Elmalılı Hamdi Yazır
Oraya gelince, o mübarek yerdeki vâdinin sağ kıyısından, (oradaki) ağaç tarafından kendisine şöyle seslenildi: "Ey Musa! Bil ki ben, bütün âlemlerin Rabbi olan Allah'ım."
Fizilal-il Kuran
Oraya gelince, o mübarek yerdeki vadinin sağ kıyısındaki, ağaçtan kendisine şöyle seslenildi: «Ey Musa, muhakkak ki alemlerin Rabb´i olan Allah benim ben!»
Gültekin Onan
Derken oraya geldiğinde, o kutlu yerdeki vadinin sağ yanında olan bir ağaçtan "Ey Musa, Alemlerin rabbi olan Tanrı benim" diye seslenildi.
Hasan Basri Çantay
(30-31) Derken oraya gelince feyizli (ve mümtaz) bir yerdeki vâdînin sağ kıyısından, ağacdan: «Yâ Musa, aalemlerin Rabbi olan Allah ben im ben» diye.
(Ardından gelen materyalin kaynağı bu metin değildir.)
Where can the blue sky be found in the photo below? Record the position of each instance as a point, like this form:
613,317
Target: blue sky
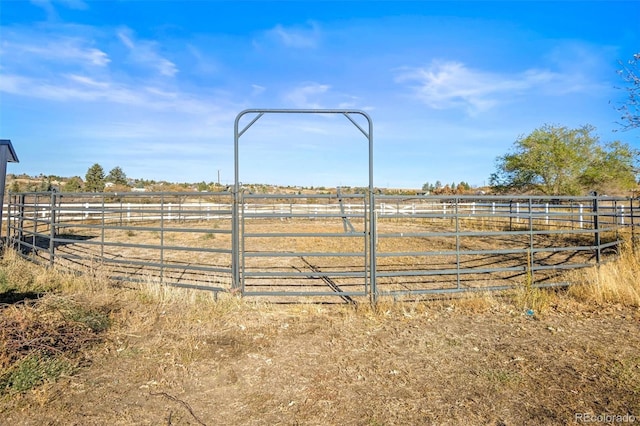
154,86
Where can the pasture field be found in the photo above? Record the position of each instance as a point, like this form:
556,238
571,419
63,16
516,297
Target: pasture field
84,350
281,256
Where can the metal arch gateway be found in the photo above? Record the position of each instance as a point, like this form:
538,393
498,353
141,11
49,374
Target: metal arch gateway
370,260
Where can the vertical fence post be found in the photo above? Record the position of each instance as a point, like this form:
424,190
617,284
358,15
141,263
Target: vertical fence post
596,226
162,238
457,215
102,232
531,242
546,211
633,227
52,227
21,220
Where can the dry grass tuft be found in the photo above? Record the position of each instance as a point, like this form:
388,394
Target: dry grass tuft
613,282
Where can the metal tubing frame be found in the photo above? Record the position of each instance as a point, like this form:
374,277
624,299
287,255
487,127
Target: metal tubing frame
237,282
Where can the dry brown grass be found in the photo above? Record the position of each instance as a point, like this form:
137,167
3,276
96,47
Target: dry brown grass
613,282
185,357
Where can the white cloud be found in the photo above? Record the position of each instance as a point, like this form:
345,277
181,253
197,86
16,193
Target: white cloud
307,96
302,38
59,49
145,52
257,89
450,84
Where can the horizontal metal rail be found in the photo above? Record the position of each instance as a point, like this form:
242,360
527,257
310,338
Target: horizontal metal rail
318,245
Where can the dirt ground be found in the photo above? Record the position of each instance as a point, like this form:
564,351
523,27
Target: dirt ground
474,361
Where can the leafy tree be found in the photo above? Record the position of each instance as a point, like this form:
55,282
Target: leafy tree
94,179
630,110
561,161
117,176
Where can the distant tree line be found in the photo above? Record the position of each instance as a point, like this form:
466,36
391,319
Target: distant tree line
438,188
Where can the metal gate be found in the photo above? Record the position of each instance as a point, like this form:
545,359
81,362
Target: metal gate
268,263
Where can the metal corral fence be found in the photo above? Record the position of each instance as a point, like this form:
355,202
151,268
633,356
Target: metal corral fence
321,245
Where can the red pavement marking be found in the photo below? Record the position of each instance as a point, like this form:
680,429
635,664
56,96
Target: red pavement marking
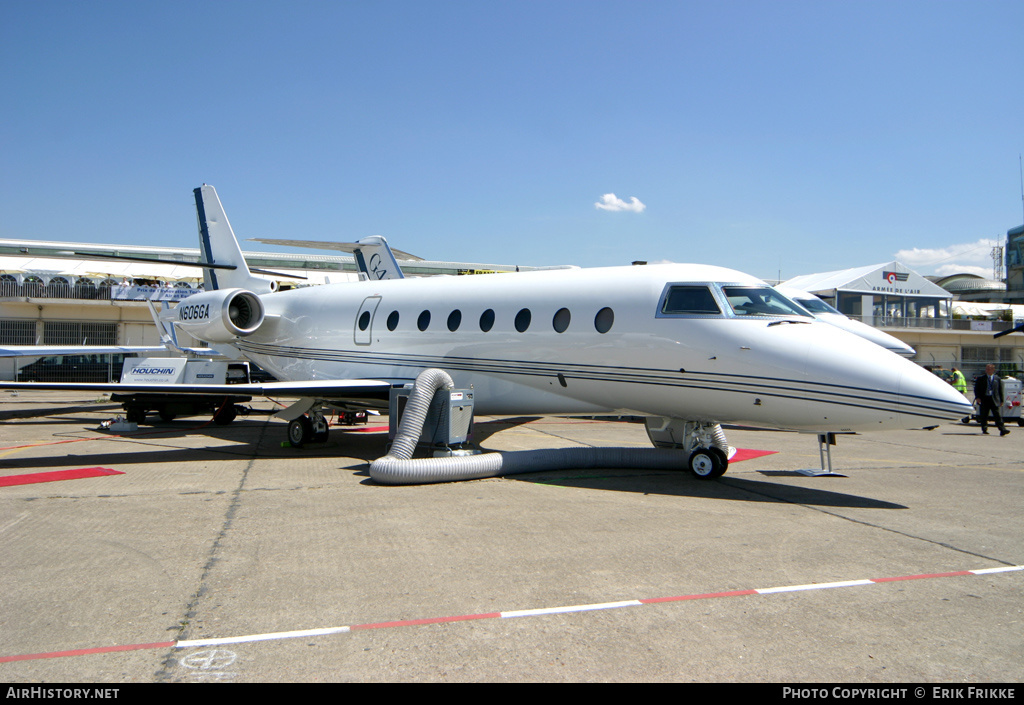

Ve «asaanı (yere) bırak» diye nida olundu. Şimdi (Musa) onu bir yılan gibi deprenir görünce arkasını dönüb uzaklaşdı, geri dönmedi. «Yâ Musa, beri gel, korkma. Çünkü sen emniyyetde olanlardansın».
İbni Kesir
Oraya geldiğinde, feyizli yerdeki vadinin sağ yanındaki ağaçtan: Ey Musa; şüphesiz Ben, alemlerin Rabbı olan Allah´ım.
İskender Ali Mihr
Böylece oraya geldiği zaman vadinin sağ tarafından, mübarek yerdeki ağaçtan nida edildi: "Ey Musa! Muhakkak ki Ben, âlemlerin Rabbi Allah´ım."
Muhammed Esed
Fakat oraya yaklaşınca, o kutlu yerde, vadinin sağ yamacındaki (yanan) ağaç yönünden kendisine: "Ey Musa, Benim Ben, Allah: Alemlerin Rabbi!" diye seslendi.
Muslim Shahin
Oraya gelince, o mübarek yerdeki vâdinin sağ kıyısından, (oradaki) ağaç tarafından kendisine şöyle seslenildi: Ey Musa! Bil ki ben, bütün âlemlerin Rabbi olan Allah'ım.
Ömer Nasuhi Bilmen
Vaktâ ki ona vardı, o mübarek kıt´adaki vadinin sağ tarafından ağaçtan nidâ olundu ki, «Ya Mûsa! Şüphe yok ki, âlemlerin Rabbi olan Allah Ben´im, Ben.»
Rowwad Translation Center
Oraya varınca o mübarek yerdeki vadinin sağ kıyısından o ağaçtan ona şöyle seslenildi: “Ey Musa, muhakkak ben âlemlerin Rabbi olan Allah’ım.
Şaban Piriş
(30-31) Musa oraya vardığında, mübarek beldede, vadinin sağ tarafından bir ağaçtan: -Ey Musa! Ben, Alemlerin Rabbi olan Allah’ım! ”Değneğini yere at“, diye ses geldi. Değneğin bir yılan gibi hareket ettiğini görünce arkasına bakmadan dönüp kaçtı. -Ey Musa, gel, korkma, sen güven içindesin.
Shaban Britch
Musa oraya vardığında, mübarek beldede, vadinin sağ kıyısından ağaç tarafından: Ey Musa! Ben, Alemlerin Rabbi olan Allah’ım! diye seslenildi.
Suat Yıldırım
Oraya varınca kutlu mekândaki vâdinin sağ tarafında bulunan ağaçtan şöyle nida edildi:“Ey Mûsa! Rabbülâlemin olan Allah Ben'im.”
Süleyman Ateş
Oraya gelince o mübarek yerdeki vadinin sağ kıyısındaki ağaçtan kendisine şöyle seslenildi: "Ey Musa, alemlerin Rabbi Allah benim, ben!"
Tefhim-ul Kuran
Derken oraya geldiğinde, o kutlu yerdeki vadinin sağ yanında olan bir ağaçtan: «Ey Musa, Alemlerin Rabbi olan Allah benim;» diye seslenildi.
Yaşar Nuri Öztürk
Oraya vardığında o bereketli toprak parçasındaki vadinin sağ tarafından, bir ağaçtan şöyle seslenildi: "Ey Mûsa! Âlemlerin Rabbi Allah benim, ben!"